Anetta Kahane from the Amadeu Antonio Foundation, which works against right-wing extremism, said regular Germans have tended to underestimate the threat from xenophobia groups.

“There is a deeper problem in German society with attitudes toward immigrants,” she told The Local. “These are victims of right-wing extremism and they should be treated as such. Yes people talk about it, but not enough is being done.”

According to research by Der Tagesspiegel and Die Zeit last year, the number of deaths caused by far-right violence has been vastly underreported. The two newspapers estimated there were nearly 150 killings by right-wing extremists between 1990 and 2010, far below the official count of 47.

In recent days, a sense of anger and frustration has permeated the Turkish-German and other minority communities in the corner cafes, squares and on street corners where they’ve discussed the NSU murders.

Many are asking themselves: How could this have been allowed to happen in a country like Germany? And why didn’t anyone seem to care?

’I feel unsafe’

Bahir Asker, a 34-year-old Turkish construction worker, said he’s told his wife and 10-year-old son to be particularly careful while even doing basic errands like going to the store, lest they be targeted by far-right extremists.
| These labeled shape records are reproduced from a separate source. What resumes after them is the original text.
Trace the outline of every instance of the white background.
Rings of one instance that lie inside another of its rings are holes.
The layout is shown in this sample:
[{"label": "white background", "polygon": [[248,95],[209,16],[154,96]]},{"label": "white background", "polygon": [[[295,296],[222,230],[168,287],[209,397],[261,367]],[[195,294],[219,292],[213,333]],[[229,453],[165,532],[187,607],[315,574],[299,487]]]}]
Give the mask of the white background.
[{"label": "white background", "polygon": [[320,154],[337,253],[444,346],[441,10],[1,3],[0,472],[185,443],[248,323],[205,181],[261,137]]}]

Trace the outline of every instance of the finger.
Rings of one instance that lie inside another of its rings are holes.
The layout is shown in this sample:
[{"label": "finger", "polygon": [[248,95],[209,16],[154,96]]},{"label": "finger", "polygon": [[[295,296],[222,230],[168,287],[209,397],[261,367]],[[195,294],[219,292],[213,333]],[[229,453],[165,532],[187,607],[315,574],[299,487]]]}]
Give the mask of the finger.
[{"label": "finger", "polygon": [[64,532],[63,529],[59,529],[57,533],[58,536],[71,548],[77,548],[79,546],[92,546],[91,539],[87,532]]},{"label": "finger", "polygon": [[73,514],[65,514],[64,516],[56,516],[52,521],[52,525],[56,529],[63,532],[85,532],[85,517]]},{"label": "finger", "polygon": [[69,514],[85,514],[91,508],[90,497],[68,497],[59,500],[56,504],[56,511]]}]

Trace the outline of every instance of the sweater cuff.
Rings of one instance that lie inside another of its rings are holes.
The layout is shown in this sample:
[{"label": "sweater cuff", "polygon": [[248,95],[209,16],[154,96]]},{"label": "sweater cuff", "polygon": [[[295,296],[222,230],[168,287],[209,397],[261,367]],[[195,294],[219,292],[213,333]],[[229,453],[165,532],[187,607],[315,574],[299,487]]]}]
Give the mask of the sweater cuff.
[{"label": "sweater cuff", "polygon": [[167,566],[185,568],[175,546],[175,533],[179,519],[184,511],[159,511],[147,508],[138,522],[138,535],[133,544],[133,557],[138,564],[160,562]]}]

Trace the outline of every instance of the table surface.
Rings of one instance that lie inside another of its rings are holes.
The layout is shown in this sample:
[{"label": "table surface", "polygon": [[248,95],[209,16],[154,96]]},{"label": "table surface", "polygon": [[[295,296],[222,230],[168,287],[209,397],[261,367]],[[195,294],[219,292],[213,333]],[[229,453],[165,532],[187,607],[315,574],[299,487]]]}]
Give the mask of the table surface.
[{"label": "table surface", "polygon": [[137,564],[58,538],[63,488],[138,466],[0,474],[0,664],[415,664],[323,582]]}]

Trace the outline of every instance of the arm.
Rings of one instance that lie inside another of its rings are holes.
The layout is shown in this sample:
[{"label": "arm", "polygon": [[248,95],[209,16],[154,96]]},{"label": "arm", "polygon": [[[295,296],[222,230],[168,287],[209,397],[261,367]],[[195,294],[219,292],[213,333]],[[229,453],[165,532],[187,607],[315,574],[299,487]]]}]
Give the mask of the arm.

“I feel unsafe, I don’t know what the government has been doing to protect my family or me,” said Asker, who immigrated to Germany as a teenager, outside a metro station in Germany’s multicultural Neukölln neighbourhood.

“Who knows if this could happen to them?” he asked. “And who knows if anyone will care if they are attacked?”

Nearby, Farid Azizi, a 25-year-old immigrant from Iran, told The Local that conspiracy theories had been spreading through minority communities over the last few days. Some even think German government agents committed the slayings. Others simply believe right-wing officials tried to cover them up.

“We’re angry, we’re afraid for our future here,” he said.

It’s not yet clear whether the recent gestures like German President Christian Wulff’s announcement he would meet with the families of the NSU murder victims can assuage minority concerns. Particularly in parts of economically depressed eastern Germany, neo-Nazis have attempted to create “no-go zones” for foreigners.

Kolat told The Local that the whole episode had been a sobering experience and that it would take time to restore the Turkish community’s trust.

“There’s a feeling of pressure in the community, a very bad feeling,” he said.